Tranquility in the City


 Never doubt your ability to find a kindred spirit anywhere. 

 This was never more true than when I wandered through the Alfred Caldwell Lily Pool gardens on a warm, sunny Saturday afternoon in Chicago.  While heading to the beach, my mom and I discovered the entrance to this lovely greenspace, just east of the Lincoln Park Zoo.  Waiting for us with a dashing pink ballcap perched on her head was a very friendly docent named Jean.  She must have been in her 70s, sharp as a tack and just keen to talk about her favorite garden to an appreciative audience.  She told us she has been a volunteer at the Lily Pool gardens for more than 20 years, and set out to show us everything about her favorite place in her hometown.

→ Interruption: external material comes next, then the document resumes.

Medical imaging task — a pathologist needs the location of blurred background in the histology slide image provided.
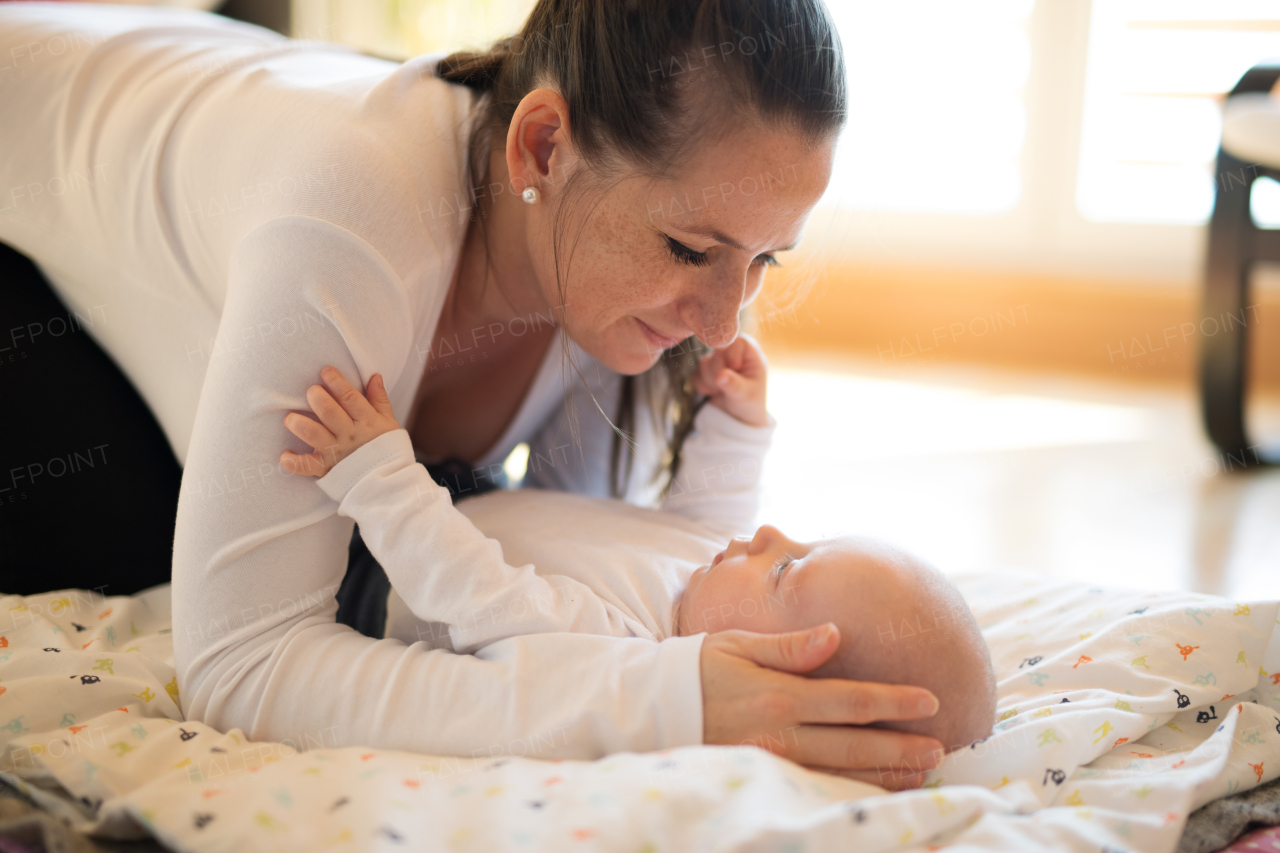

As we were more than appreciative, we got a whole walking tour of the gardens.  Originally, the lily pond was built in the late 1890s and was used to cultivate rare and exotic lilies from the far corners of the globe that enhanced the displays in the Conservatory.   Redesigned in the late 1920s to create a zen-like public outdoor space, the Lily Pool is a monument to the Prairie Style architectural movement.  The lines between the industrial components (hard stone, wood and steel pavillions) are artfully blurred by the softening elements of nature (draping willows, still water and native grasses).  While it had deteriorated past the point of recognition (according to Ms. Jean) during the years it was used as a summer rookery by the Lincoln Park Zoo, through the efforts of several wealthy donors and dedicated volunteers it has been restored to its former glory.

From either end of the pond, you cannot see the other.  Little spaces of hidden beauty greet you, and give you the sense of being alone at the side of a flowing stream.  There were birds everywhere, singing their little hearts out into the heat of the afternoon.  Their voices helped to mask the sound of traffic whizzing by on adjacent Lakeshore Drive and the calls of visitors to the zoo behind the rising hill.  The lilies hadn't yet opened, but the yellow buds thrust themselves above the water with the promise of soon-to-open blooms.  Rising high above the pond is the council ring, designed to mimic the meeting spaces favored by Native Americans indiginous to Illinois and surrounding environs.  Redbuds and hawthorne trees are spaced throughout, layering the understory garden with their entertwined branches.  Classic red-orange columbines nod their bell shaped heads in the gentle breeze that drifts over the still pond and ruffles the tranquil dark waters.  

As a testimony to the perseverence of the human spirit to embrace nature in the heart of the city, this small garden is a hidden jewel in the park district central to Chicago.  Built on the labor of the men and women employed by the Work Program Administration (WPA) during the Great Depression, I hope that they and their descendants have been able to revisit this space and enjoy it in all its beauty.  Well worth the walk, this free public space is a place to visit when taking in the sites of the Windy City.

If Jean is there, tell her I sent you.